AI system solves SAT geometry questions as well as average American 11th-grade student

September 23, 2015

Examples of questions (left column) and interpretations (right column) derived by GEOS (credit: Minjoon Seo et al./Proceedings of EMNLP)

An AI system that can solve SAT geometry questions as well as the average American 11th-grade student has been developed by researchers at the Allen Institute for Artificial Intelligence (AI2) and University of Washington.

This system, called GeoS, uses a combination of computer vision to interpret diagrams, natural language processing to read and understand text, and a geometric solver, achieving 49 percent accuracy on official SAT test questions.

If these results were extrapolated to the entire Math SAT test, the computer roughly achieved an SAT score of 500 (out of 800), the average test score for 2015.

These results, presented at the 2015 Conference on Empirical Methods in Natural Language Processing (EMNLP) in Lisbon, Portugal, were achieved by GeoS solving unaltered SAT questions that it had never seen before and that required an understanding of implicit relationships, ambiguous references, and the relationships between diagrams and natural-language text.
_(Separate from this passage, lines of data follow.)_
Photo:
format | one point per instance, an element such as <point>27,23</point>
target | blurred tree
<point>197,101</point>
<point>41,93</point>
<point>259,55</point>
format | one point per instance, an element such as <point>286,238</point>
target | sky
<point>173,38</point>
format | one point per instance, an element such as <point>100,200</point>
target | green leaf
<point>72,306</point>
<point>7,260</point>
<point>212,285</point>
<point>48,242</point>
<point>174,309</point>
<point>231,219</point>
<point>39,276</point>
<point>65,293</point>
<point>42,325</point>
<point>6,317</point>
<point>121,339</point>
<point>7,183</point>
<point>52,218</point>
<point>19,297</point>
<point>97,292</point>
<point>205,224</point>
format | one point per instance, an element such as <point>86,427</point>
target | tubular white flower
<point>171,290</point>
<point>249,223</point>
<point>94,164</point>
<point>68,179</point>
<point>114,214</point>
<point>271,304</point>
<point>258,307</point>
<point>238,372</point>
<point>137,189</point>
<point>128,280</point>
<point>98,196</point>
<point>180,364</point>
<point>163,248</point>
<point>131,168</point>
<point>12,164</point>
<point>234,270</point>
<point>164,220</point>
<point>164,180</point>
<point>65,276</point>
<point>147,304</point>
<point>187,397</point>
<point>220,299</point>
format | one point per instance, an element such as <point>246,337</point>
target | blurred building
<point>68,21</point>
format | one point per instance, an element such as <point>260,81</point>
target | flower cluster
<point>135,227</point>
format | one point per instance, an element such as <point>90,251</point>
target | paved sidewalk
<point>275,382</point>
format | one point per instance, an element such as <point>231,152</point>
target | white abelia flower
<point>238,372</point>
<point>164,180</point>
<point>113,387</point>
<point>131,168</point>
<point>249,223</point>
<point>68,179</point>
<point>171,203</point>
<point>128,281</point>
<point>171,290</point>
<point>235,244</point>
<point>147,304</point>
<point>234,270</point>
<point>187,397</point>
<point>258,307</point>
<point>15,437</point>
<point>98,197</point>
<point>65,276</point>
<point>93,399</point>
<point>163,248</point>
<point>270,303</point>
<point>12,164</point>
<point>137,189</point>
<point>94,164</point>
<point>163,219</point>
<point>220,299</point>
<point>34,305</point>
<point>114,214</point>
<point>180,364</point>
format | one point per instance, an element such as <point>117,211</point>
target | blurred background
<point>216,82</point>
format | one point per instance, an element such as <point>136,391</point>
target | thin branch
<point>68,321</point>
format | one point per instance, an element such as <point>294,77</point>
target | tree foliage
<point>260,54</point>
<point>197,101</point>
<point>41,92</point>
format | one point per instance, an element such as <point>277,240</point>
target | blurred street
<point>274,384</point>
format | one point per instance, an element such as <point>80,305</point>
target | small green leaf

The best-known current test of an AI’s intelligence is the Turing test, which involves fooling a human in a blind conversation. “Unlike the Turing Test, standardized tests such as the SAT provide us today with a way to measure a machine’s ability to reason and to compare its abilities with that of a human,” said Oren Etzioni, CEO of AI2. “Much of what we understand from text and graphics is not explicitly stated, and requires far more knowledge than we appreciate.”

How GeoS Works

GeoS is the first end-to-end system that solves SAT plane geometry problems. It does this by first interpreting a geometry question by using the diagram and text in concert to generate the best possible logical expressions of the problem, which it sends to a geometric solver to solve. Then it compares that answer to the multiple-choice answers for that question.
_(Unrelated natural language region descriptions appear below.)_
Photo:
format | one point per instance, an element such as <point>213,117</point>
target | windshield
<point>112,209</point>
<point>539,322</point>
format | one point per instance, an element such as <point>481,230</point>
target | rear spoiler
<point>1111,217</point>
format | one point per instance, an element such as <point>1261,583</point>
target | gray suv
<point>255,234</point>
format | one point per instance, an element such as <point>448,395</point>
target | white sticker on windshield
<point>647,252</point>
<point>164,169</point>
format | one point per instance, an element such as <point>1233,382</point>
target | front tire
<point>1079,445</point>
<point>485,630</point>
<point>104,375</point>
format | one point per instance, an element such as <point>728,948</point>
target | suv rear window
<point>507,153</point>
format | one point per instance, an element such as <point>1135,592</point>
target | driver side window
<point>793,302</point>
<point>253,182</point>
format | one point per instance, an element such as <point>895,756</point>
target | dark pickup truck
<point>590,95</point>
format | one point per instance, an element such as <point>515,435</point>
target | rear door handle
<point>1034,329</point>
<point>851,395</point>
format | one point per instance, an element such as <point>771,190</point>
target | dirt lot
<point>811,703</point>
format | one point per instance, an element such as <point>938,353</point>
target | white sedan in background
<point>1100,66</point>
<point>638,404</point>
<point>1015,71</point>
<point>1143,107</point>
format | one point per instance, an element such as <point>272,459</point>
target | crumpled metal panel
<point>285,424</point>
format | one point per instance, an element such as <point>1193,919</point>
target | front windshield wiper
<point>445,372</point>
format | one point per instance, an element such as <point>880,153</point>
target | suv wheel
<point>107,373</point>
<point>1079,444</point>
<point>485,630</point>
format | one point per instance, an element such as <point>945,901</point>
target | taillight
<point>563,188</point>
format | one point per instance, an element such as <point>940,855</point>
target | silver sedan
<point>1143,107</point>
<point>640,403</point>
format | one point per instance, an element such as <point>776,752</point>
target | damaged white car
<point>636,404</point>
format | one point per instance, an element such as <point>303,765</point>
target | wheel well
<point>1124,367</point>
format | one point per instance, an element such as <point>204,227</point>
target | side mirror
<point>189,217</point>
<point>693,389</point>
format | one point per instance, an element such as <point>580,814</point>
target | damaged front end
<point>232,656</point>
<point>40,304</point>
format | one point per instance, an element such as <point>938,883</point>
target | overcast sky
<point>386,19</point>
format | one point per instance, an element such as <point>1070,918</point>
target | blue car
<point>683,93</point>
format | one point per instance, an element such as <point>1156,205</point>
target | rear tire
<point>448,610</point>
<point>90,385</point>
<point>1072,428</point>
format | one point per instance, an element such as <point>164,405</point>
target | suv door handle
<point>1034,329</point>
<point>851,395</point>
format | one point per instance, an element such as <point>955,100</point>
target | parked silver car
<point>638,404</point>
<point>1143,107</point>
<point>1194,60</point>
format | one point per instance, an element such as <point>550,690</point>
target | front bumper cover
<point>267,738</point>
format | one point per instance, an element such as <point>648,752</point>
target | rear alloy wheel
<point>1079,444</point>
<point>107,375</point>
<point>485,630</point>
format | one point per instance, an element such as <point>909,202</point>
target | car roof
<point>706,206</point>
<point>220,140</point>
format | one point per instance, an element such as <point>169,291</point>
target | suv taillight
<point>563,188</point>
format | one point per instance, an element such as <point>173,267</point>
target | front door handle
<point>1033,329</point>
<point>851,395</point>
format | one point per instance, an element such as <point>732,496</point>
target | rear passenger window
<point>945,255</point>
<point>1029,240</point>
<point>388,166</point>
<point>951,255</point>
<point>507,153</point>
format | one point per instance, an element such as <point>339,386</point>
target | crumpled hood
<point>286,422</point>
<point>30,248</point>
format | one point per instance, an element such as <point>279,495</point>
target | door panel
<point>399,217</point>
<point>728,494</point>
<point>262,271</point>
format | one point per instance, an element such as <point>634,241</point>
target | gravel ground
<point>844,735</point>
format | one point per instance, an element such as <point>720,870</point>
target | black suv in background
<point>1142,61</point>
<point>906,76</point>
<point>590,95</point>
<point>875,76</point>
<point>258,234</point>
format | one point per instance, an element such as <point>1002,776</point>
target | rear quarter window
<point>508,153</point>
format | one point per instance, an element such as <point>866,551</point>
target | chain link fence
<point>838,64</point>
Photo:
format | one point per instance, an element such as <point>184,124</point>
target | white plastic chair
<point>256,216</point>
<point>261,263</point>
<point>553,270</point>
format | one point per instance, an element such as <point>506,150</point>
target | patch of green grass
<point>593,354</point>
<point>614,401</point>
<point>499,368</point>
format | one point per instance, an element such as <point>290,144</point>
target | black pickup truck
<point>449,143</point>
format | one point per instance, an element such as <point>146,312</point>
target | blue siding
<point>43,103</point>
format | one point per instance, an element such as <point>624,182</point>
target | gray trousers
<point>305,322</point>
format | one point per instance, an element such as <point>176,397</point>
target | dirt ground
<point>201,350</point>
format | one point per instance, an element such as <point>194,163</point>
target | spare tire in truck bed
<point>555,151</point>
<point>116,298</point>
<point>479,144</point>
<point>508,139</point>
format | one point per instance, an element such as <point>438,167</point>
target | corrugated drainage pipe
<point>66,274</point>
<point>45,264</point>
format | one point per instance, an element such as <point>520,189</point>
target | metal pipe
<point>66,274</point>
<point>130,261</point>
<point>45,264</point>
This process is complicated by the fact that SAT questions contain many unstated assumptions. For example, in top example in the SAT problem above, there are several unstated assumptions, such as the fact that lines BD and AC intersect at E.

GeoS had a 96 percent accuracy rate on questions it was confident enough to answer. AI2 researchers said they are moving to solve the full set of SAT math questions in the next three years.

An open-access paper outlining the research, “Solving Geometry Problems: Combining Text and Diagram Interpretation,” and a demonstration of the system’s problem-solving are available. All data sets and software are also available for other researchers to use.

The researchers say they are also building systems that can tackle science tests, which require a knowledge base that includes elements of the unstated, common-sense knowledge that humans generate over their lives. This Aristo project is described here.

Abstract of Solving geometry problems: Combining text and diagram interpretation

This paper introduces GeoS, the first automated system to solve unaltered SAT geometry questions by combining text understanding and diagram interpretation. We model the problem of understanding geometry questions as submodular optimization, and identify a formal problem description likely to be compatible with both the question text and diagram. GeoS then feeds the description to a geometric solver that attempts to determine the correct answer. In our experiments, GeoS achieves a 49% score on official SAT questions, and a score of 61% on practice questions. Finally, we show that by integrating textual and visual information, GeoS boosts the accuracy of dependency and semantic parsing of the question text.